Am meisten sind uns die zwei Holzpfeiler in Erinnerung geblieben, die bis in die sechste Etage reichen. Diese Balken sind knapp 25 Meter lang! Insgesamt ragt die Burg übrigens 90 Meter in die Höhe und ist damit schon von Weitem gut sichtbar.

Himeji Castle Blick auf Stadt

Und so beeindruckend die Holzkonstruktionen im Inneren sind, der Blick von den oberen Etagen auf die Stadt und die Gärten um die Burg herum ist auch nicht zu verachten! Immer wieder steckten wir unsere Köpfe aus den vergitterten Fenstern um die gute Sicht zu genießen. Und aus jedem Winkel ließ sich auch jedes Mal etwas Neues entdecken.

Himeji Castle Franzi Fenster

Im Burggarten

Nach unserem Rundgang durch die Burg ließen wir uns auf einer der vielen Bänke nieder. Am schönsten ist der Anblick der Burg einfach von außen. Bis 2015 wurde das Himeji Castle fünf Jahre lang aufwendig restauriert und so strahlt es jetzt im schönsten Weiß. Seit seiner Errichtung im 16. Jahrhundert wurde die Burg zwar mehrfach erweitert und restauriert, abgebrannt ist sie jedoch nie. Das ist in Japan tatsächlich eine Seltenheit.

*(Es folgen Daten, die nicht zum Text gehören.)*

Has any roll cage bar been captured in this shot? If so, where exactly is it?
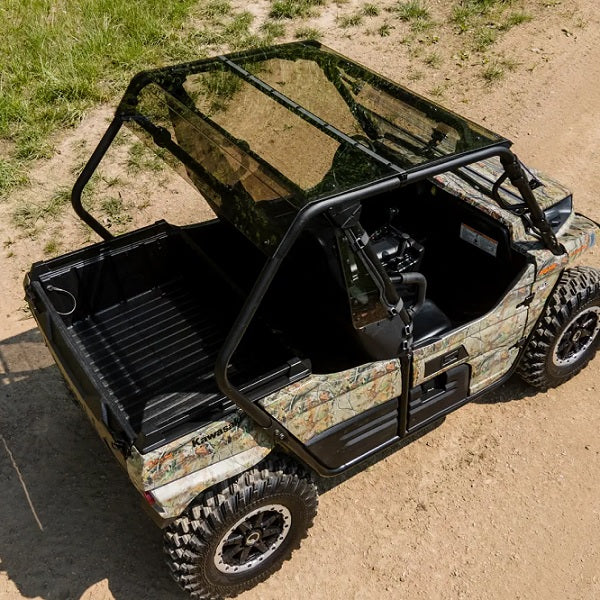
[71,42,566,476]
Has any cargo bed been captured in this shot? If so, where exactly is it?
[30,222,308,452]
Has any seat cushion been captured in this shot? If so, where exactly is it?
[413,300,452,344]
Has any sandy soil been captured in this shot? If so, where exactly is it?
[0,0,600,600]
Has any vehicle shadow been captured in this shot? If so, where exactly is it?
[0,330,186,600]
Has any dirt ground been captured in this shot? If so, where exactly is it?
[0,0,600,600]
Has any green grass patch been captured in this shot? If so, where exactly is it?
[393,0,431,21]
[0,0,202,159]
[0,158,27,200]
[337,13,362,29]
[260,21,285,40]
[481,62,504,84]
[294,27,323,40]
[0,0,284,194]
[360,3,379,17]
[377,23,393,37]
[269,0,325,19]
[391,0,435,33]
[499,11,533,31]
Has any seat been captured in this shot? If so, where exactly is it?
[413,300,452,345]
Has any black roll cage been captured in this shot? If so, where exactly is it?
[71,45,565,476]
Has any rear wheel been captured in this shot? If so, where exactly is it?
[518,267,600,389]
[165,463,317,600]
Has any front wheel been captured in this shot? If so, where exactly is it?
[165,463,317,600]
[518,267,600,389]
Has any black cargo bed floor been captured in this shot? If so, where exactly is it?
[70,278,290,450]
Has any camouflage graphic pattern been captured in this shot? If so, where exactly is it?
[434,157,571,221]
[127,412,273,491]
[152,446,265,519]
[413,265,535,393]
[519,215,598,277]
[260,359,402,442]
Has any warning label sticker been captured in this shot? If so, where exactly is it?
[460,223,498,256]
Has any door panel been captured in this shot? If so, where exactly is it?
[412,265,535,394]
[259,359,402,442]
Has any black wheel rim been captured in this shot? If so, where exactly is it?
[552,306,600,367]
[214,504,292,573]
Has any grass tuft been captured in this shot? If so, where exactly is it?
[269,0,325,19]
[337,14,362,29]
[0,158,27,199]
[294,27,323,40]
[393,0,431,21]
[360,3,379,17]
[481,63,504,84]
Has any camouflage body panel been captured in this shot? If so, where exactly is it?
[145,446,265,519]
[516,214,598,277]
[412,265,535,394]
[127,412,273,491]
[260,359,402,442]
[413,199,597,394]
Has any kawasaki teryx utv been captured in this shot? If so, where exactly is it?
[25,43,600,598]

Himeji Castle Franzi auf Bank

Zum Schluss liefen wir noch durch einen nicht enden wollenden Korridor, der mehrere Türme miteinander verbindet. Die Holzgänge lieferten uns ein schönes Fotomotiv und in den Nebenräumen lernten wir noch mehr Details zur Burg.

Himeji Castle Gang

Nach zwei bis drei Stunden hatten wir die Burggründe komplett erkundet und besuchten nach einem kleinen Mittagessen den neben der Burg liegenden Garten.

Koko-en Garten

Da wir für den Garten im Kombiticket nur 40¥ mehr zahlen mussten, besuchten wir diesen am Nachmittag. Und wieder stellten wir fest: Gärten können die Japaner! Der Eintritt kostet sonst 300¥, sodass sich ein Kombiticket mit der Burg echt lohnt. Der Koko-en Garten besteht aus vielen kleinen Gärten, die man alle nacheinander durchlaufen kann.

Himeji Koko-en Garten

Am schönsten fanden wir den Garten mit dem riesigen Fischteich und einer romantischen Brücke in der Mitte. In vielen der Gärten stehen kleine Hütten, in die man sich setzen kann. Dort haben wir einige Leute entspannt lesen sehen. Wir pflanzten uns irgendwann auf einen Stein und genossen die Schönheit um uns herum.

Wir können dir nur zu einem Abstecher nach Himeji raten! Die Burg ist einen Besuch allemal wert. Von Osaka oder auch Kyoto aus kannst du Himeji sogar bequem im Rahmen eines Tagesausflugs besuchen.